Há um ano você apertou ‘enviar’ num e-mail que teve um efeito monumental na vida de diversas pessoas. Minha, na do meu marido, na da minha filha, dos nossos pais e familiares, dos nossos amigos. Eu costumo pensar no que estava passando pela sua mente naquele momento, o quanto este e-mail foi uma vingança contra um homem que partiu seu coração e no quanto você teria pensado em fazer a coisa certa pela esposa dele. O nível de detalhes que você relatou na mensagem… Ela parece ter sido escrita para causar dor. Você sabia o que uma esposa precisaria ouvir para chegar ao ponto em que ela não voltaria para o casamento. E você disse tudo, palavra por palavra. 


Eu me pergunto o quanto você sabia sobre mim. Eu sei que você me procurou na internet, leu meu blog, viu as minhas fotos. Eu me pergunto se você sabia que eu estaria no trabalho no momento em que recebi o e-mail, com o título enigmático de ‘seu marido’. Sim, é isso que ela era e, tecnicamente, ainda é neste ponto, meu marido. Eu imagino se você se refere a ele como seu ex-namorado. É bizarro imaginar que um homem que eu conheço tão intimamente tivesse outra pessoa importante em sua vida que eu não conhecesse


E, honestamente, eu não sabia. Eu provavelmente deveria saber. Eu definitivamente perguntei para ele, mas, no fundo, eu jamais imaginei que isso poderia acontecer conosco. Nós éramos sólidos como rocha, eu e ele. Eu realmente acreditei nisso. Nós tínhamos um bebê de seis meses de idade e ele estava sempre no trabalho. É claro que tudo era difícil e nós não estávamos conectados como antes, mas eu precisava que ele estivesse por perto, até ficar mais fácil. Ele teria ficado, eu acho, se você não tivesse aparecido naquele momento. 
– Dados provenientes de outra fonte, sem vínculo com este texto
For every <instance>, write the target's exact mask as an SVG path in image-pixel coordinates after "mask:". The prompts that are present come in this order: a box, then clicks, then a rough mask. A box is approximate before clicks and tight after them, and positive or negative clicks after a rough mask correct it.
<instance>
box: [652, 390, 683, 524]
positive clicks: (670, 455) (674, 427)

Eu não estou interessada em apontar dedos e eu não me vejo como uma pessoa capaz de sentir ódio. Eu não me importo de quem é a ‘culpa’. Eu realmente acredito que tudo acontece por um motivo e que há lições que precisamos aprender. Eu posso imaginar o que esse caso representou para você, vivendo numa cidade pequena. Uma noite, um rapaz bonito entra no bar para um drinque. Ele pode ser engraçado e charmoso, meu marido. Eu posso imaginar como você se apaixonaria por ele. Toda noite que ele entrava no bar ele contaria como é difícil ter um bebê em casa, como ele não estava recebendo muita atenção. Tudo o que você precisava fazer é ouvir, lhe dar o que ele dizia que eu não era e, fácil assim, ele seria seu. Eu entendo, eu me apaixonei por ele num bar também.
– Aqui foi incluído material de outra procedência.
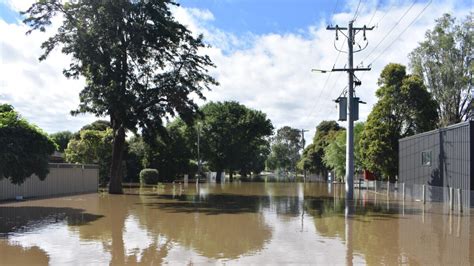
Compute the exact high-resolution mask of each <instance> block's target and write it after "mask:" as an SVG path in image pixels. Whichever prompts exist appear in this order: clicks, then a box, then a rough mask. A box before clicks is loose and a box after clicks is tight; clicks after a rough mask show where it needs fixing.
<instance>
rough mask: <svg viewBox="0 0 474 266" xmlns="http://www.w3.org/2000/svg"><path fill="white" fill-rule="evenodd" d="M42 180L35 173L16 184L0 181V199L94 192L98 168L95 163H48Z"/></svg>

Às vezes, eu me pergunto o quanto disso era ele tentando encontrar o que ele perdeu em mim. Eu já fui uma mulher loira numa minissaia atrás de um bar no endereço favorito dele. Dez anos depois, eu era a mãe na calça de ioga com raízes brancas e olheiras por ficar acordada à noite inteira com um bebê doente. Ele deveria amar essa versão minha também. E ele amou, mas ele sentiu falta da garota que não tinha nada além de tempo para dedicar a ele. E foi isso que você entregou.

Eu estou satisfeita, de certa forma. Eu me senti mal por ele passar todas essas noites sozinho num hotel, longe da família. Mas ele não estava sozinho. Ele estava com você. Ele passou o aniversário dele com você. Você o confortou quando ele precisou sacrificar o nosso amado cachorro de estimação. Eu amo este homem e fico feliz que ele possa ter encontrado amor nestes momentos, apesar de não ser da fonte que eu gostaria que ele tivesse encontrado.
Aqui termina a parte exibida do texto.